Find Median Given Frequency of Numbers
Problem
Numbers(value, frequency) tells how many times each value appears. Return the median.
rows = [(0,7),(1,1),(2,3),(3,1)]0.0SELECT AVG(n.Number) AS median FROM Numbers n WHERE
n.Frequency >= ABS((SELECT SUM(Frequency) FROM Numbers WHERE Number <= n.Number)
- (SELECT SUM(Frequency) FROM Numbers WHERE Number >= n.Number));
Explanation
Each row says a number appears a certain number of times, so the data is really a long sorted list hidden inside a frequency table. The median is the middle of that expanded list, and this query finds it without ever expanding the data.
The trick is a balance test. For a candidate number, count how many items are at or below it and how many are at or above it. The two inner subqueries do exactly that with SUM(Frequency). For a true median, those two counts are nearly equal — their difference is no bigger than the number's own frequency.

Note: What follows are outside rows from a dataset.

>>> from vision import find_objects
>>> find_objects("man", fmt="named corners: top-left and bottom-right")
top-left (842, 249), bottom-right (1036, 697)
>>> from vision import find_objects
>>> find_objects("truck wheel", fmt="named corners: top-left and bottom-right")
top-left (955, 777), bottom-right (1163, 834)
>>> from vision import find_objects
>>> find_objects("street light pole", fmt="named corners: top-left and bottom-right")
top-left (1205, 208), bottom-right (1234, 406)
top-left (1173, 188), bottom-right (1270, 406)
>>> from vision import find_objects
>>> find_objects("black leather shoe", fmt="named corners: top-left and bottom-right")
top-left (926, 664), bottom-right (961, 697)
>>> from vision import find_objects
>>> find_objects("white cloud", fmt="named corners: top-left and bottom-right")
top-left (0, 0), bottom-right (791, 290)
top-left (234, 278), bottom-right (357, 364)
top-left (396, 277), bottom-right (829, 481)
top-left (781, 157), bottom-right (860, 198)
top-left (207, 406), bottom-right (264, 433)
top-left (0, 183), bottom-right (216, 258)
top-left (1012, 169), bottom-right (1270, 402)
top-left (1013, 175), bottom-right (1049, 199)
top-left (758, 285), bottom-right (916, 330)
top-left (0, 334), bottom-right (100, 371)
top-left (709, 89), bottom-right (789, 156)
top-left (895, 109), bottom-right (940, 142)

So the condition Frequency >= ABS(below - above) keeps precisely the row (or rows) that straddle the center of the list.
Wrapping it in AVG(n.Number) handles the even-count case: if two middle values qualify, their average is the median; if one qualifies, its average is itself.
Example: with values 0,1,2,3 and frequencies 7,1,3,1, the value 0 dominates the low end, the counts balance there, and the median comes out to 0.0.